Les enquêteurs d’Andersen ont interrogé 1500 clients. Près de 88% d’entre eux ont fait état de problèmes tels que pénurie de stock, retard de la livraison, voire disparition pure et simple du site de vente.

Et il y a eu pire. Dans la deuxième semaine de décembre 1999, deux géants du commerce de détail, Toys’R’Us et Wal-Mart, ont annoncé qu’ils ne pouvaient plus garantir que les articles commandés sur Internet soient livrés avant Noël… Compte tenu des délais, il était également impossible d’annuler sa commande sur le réseau.

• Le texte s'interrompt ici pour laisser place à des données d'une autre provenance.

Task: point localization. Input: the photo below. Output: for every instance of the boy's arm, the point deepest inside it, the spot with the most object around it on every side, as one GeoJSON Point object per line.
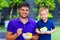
{"type": "Point", "coordinates": [37, 31]}
{"type": "Point", "coordinates": [50, 32]}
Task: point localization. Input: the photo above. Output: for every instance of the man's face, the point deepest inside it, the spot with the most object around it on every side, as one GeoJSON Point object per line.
{"type": "Point", "coordinates": [24, 12]}
{"type": "Point", "coordinates": [43, 15]}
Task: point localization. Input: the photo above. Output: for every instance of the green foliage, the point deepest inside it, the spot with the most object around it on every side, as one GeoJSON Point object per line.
{"type": "Point", "coordinates": [59, 1]}
{"type": "Point", "coordinates": [45, 3]}
{"type": "Point", "coordinates": [9, 3]}
{"type": "Point", "coordinates": [49, 3]}
{"type": "Point", "coordinates": [50, 16]}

Autre vendeur de jouets, eToys a craint de ne pas arriver à suivre le rythme des commandes. La compagnie a mandaté un partenaire pour exécuter une partie des livraisons – avec un piètre résultat: des milliers de commandes ont été sabotées par les distributeurs sous-traitants.

Pour éviter qu’une telle mésaventure se reproduise, eToys a investi par la suite des millions de dollars dans la construction de centres d’expédition, alors que la compagnie est toujours profondément plongée dans les chiffres rouges.

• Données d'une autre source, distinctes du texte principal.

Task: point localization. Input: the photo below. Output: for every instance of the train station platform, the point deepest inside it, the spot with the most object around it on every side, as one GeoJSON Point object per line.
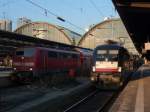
{"type": "Point", "coordinates": [5, 76]}
{"type": "Point", "coordinates": [136, 95]}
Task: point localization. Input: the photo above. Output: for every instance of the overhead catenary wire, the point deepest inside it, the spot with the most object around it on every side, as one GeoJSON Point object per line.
{"type": "Point", "coordinates": [50, 12]}
{"type": "Point", "coordinates": [98, 10]}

Bonne nouvelle pour les entreprenautes: les consommateurs n’ont pas été rancuniers cette fois-ci. Une étude de BizRate indique qu’à la fin novembre 2000, les ventes en ligne étaient en progression de 125%. Le boom du e-commerce serait donc peut-être encore devant nous.

Les experts décrivent la période actuelle comme une phase de consolidation. Les compagnies les plus solides sont en train de s’imposer comme leaders, tandis que les canards boîteux sombrent corps et biens.

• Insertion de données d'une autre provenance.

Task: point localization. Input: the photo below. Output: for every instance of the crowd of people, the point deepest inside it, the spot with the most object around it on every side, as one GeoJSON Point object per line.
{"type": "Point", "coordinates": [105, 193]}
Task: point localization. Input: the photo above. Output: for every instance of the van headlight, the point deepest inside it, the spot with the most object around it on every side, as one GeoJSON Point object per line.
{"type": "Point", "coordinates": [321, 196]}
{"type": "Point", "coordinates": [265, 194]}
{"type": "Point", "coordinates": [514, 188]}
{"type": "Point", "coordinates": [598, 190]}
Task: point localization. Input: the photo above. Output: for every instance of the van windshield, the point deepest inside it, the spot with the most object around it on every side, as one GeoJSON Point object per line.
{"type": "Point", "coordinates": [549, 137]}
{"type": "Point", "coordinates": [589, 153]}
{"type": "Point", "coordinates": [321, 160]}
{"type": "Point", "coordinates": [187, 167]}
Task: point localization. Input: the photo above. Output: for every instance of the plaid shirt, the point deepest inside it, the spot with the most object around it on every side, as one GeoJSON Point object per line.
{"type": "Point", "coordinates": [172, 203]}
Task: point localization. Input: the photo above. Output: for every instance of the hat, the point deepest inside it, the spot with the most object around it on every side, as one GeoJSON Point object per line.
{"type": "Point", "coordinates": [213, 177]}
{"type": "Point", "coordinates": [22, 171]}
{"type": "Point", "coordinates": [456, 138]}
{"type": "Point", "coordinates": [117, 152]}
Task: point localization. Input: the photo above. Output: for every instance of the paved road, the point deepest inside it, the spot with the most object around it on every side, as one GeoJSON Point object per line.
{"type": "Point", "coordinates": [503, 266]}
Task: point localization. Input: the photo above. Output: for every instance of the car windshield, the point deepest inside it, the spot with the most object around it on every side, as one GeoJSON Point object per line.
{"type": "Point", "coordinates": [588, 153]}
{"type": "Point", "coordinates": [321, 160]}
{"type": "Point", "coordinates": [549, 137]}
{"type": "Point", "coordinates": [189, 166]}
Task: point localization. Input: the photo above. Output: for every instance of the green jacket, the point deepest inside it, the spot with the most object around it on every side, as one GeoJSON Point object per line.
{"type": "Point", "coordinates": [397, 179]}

Les gagnants les plus prévisibles sont les chaînes de magasins déjà installées qui proposent leurs services sur le Net, comme les groupes américains Wal-Mart, JC Penney ou Target. Ces compagnies jouissent d’une forte image de marque et d’un solide réseau de distribution dont leus activités en ligne peuvent profiter.

Chez les détaillants uniquement présents sur le Web, Amazon reste une entreprise incontournable. La libraire virtuelle a encore renforcé sa position grâce à une alliance avec la chaîne de magasins Toys’R’Us. Cependant, l’action Amazon stagne à quelque misérables 25 dollars (48 francs suisses), alors qu’elle valait 105 dollars il y a douze mois.

Les investisseurs s’impatientent. Amazon – premier site mondial de e-commerce en terme de trafic avec 25 millions de clients – continue néanmoins à perdre beaucoup d’argent. La société espère devenir enfin rentable à la fin 2001.

Ce qui fera la différence, c’est qu’Amazon engrange déjà du cash. Le site prévoit de gagner un milliard de dollars (1,85 milliard de francs suisses) durant les trois derniers mois de l’année, mais il en consacre encore davantage à son développement, et reste donc dans les chiffres rouges. Au moins, les frais de fonctionnement sont couverts. Les e-tailers n’ont de loin pas tous cette chance.

L’économie de marché est cruelle, on le sait. Sur les milliers d’entreprises.com qui ont éclos ces trente derniers mois, pas plus d’une demi-douzaine ne réussiront à s’imposer comme poids lourds du e-commerce. Quelques sociétés réussiront à s’installer dans des niches. Et les autres disparaîtront.